Segundo informações da Secretaria de Educação, durante quatro dias da semana as aulas são ministradas das 7h40 às 11h40, no período da manhã, e das 13 horas às 17h40, no período da tarde. Somente as quintas-feiras elas acontecem das 7 horas às 9h40 e das 13 horas às 15h40. Como são quatro dias contra um, os horários confundem alguns pais. “Organizei a minha manhã com o horário de vir buscar minha filha, mas no horário que ela sai na maioria dos dias da semana. Na correria do trabalho, não me lembrei que era quinta-feira. Cheguei aqui e quase todos os alunos já tinham ido embora”, disse o pai de uma aluna, que pediu para não ser identificado.

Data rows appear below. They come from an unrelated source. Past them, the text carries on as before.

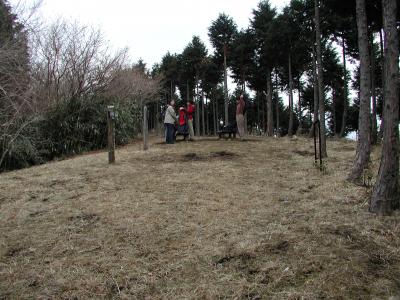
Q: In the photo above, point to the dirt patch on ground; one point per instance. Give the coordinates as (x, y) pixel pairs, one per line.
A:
(199, 220)
(304, 152)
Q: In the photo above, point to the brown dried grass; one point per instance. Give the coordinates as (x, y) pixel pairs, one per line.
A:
(209, 219)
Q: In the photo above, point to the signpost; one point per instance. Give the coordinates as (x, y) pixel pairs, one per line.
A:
(145, 129)
(111, 115)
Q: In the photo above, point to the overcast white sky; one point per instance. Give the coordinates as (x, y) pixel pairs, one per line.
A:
(150, 28)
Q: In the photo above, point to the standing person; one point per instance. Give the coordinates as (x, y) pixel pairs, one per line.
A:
(240, 109)
(191, 108)
(169, 123)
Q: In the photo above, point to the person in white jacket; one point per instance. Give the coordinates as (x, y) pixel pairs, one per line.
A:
(169, 123)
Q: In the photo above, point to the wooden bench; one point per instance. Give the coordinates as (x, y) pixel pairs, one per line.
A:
(230, 130)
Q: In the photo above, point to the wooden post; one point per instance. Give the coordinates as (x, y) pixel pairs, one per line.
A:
(145, 129)
(111, 134)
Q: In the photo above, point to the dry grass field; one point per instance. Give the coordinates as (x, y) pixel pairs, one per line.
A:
(204, 220)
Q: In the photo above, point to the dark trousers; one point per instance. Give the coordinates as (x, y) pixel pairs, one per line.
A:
(169, 133)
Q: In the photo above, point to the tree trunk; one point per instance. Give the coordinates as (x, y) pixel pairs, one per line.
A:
(207, 119)
(197, 109)
(258, 112)
(278, 132)
(334, 111)
(290, 130)
(374, 127)
(270, 115)
(364, 123)
(385, 196)
(226, 102)
(345, 91)
(383, 80)
(157, 122)
(215, 117)
(264, 124)
(300, 128)
(320, 81)
(203, 115)
(316, 100)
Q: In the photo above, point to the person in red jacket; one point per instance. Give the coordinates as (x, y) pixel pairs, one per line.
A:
(190, 110)
(240, 110)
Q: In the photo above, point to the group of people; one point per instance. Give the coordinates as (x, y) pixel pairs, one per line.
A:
(185, 120)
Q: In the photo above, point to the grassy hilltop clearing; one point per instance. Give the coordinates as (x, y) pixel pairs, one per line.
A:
(204, 220)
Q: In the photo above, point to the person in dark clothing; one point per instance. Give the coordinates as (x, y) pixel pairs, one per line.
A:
(169, 123)
(191, 108)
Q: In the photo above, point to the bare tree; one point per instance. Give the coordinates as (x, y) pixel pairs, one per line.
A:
(320, 79)
(385, 196)
(364, 125)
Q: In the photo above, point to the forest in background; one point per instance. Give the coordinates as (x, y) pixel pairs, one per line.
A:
(56, 81)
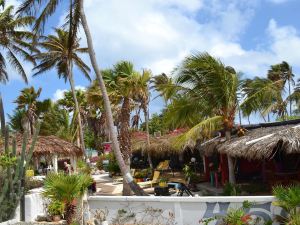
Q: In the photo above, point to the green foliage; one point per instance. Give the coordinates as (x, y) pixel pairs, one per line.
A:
(83, 167)
(156, 124)
(66, 188)
(55, 208)
(32, 183)
(231, 189)
(235, 217)
(12, 170)
(288, 198)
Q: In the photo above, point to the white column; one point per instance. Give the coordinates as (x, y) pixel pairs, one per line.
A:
(54, 162)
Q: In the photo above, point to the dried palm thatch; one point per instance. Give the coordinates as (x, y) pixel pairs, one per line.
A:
(161, 145)
(48, 145)
(259, 143)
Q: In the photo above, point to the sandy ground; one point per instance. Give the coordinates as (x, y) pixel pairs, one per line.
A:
(107, 186)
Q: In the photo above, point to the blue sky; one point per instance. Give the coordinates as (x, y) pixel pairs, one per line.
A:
(249, 35)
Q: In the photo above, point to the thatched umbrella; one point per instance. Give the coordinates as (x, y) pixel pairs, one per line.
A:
(260, 143)
(49, 145)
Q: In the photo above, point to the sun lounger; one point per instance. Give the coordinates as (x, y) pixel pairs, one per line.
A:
(155, 180)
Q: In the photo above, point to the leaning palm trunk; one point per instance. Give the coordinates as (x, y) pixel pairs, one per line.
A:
(124, 169)
(230, 161)
(125, 142)
(71, 80)
(146, 114)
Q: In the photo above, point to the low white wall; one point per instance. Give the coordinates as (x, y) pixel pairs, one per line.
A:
(180, 210)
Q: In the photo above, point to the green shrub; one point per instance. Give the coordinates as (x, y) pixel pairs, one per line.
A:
(231, 189)
(32, 184)
(288, 198)
(55, 208)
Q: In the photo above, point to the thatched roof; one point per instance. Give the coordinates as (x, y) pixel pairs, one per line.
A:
(48, 145)
(260, 141)
(158, 145)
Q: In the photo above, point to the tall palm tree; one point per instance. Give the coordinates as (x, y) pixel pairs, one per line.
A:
(76, 16)
(14, 42)
(165, 86)
(209, 81)
(56, 55)
(143, 96)
(284, 72)
(27, 101)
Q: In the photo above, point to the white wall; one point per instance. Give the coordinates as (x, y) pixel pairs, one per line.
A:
(186, 210)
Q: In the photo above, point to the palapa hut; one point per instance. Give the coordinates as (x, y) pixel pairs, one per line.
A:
(269, 152)
(161, 147)
(51, 149)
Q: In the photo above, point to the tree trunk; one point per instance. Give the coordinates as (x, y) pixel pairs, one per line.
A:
(126, 173)
(146, 114)
(125, 142)
(230, 161)
(289, 82)
(77, 109)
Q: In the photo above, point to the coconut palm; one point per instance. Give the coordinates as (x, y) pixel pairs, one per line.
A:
(56, 55)
(27, 101)
(284, 72)
(67, 189)
(143, 96)
(14, 42)
(165, 86)
(213, 84)
(75, 16)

Entre os responsáveis que se atrasam devido a confusão gerada pelo horário diferenciado, há também aqueles que se atrasam conscientes e por necessidade. Este foi o caso da aposentada Maria Santos. Como sua filha trabalha o dia todo, ela fica responsável por levar e buscar a neta na escola. Em uma certa quinta-feira, a aposentada não teve outra alternativa e foi obrigada a atrasar para conseguir realizar um exame que esperava havia oito meses. “Não gosto deste horário. Minha neta já teve que ficar até o horário normal porque eu tinha uma ressonância 8 horas de uma quinta-feira e ela sai neste dia às 9h40. Não dava tempo de vir no horário, mas não podia perder um exame que estava esperando há vários meses. Cheguei aqui já era quase 11 horas para pegar ela. Se fosse o horário normal teria dado tempo”, disse.
Nas saídas das escolas municipais de Franca é comum encontrar pessoas que recebem para buscar alguns alunos. Esta é a solução encontrada por vários pais que trabalham e não têm familiares para buscarem seus filhos. “Trazia só meu neto, mas muitos pais começaram a me pedir para buscar seus filhos porque trabalhavam e não dava tempo de buscar as crianças. Com a saída mais cedo na quinta, aumentaram os pedidos. É difícil para um pai que trabalha sair no meio da tarde ou da manhã. Hoje vivo disso”, disse a dona de casa Maria Ferreira.
A Secretária Municipal de Educação respondeu, via assessoria de imprensa, que a medida não prejudica os alunos pois o calendário escolar atende as exigências legais quanto a quantidade de dias letivos e horas de trabalho pedagógico. “Não são horas perdidas, pois são cumpridas 800 horas com alunos, previstas na legislação”. A nota não responde ao questionamento sobre a dificuldade imposta pela medida na rotina dos pais dos alunos.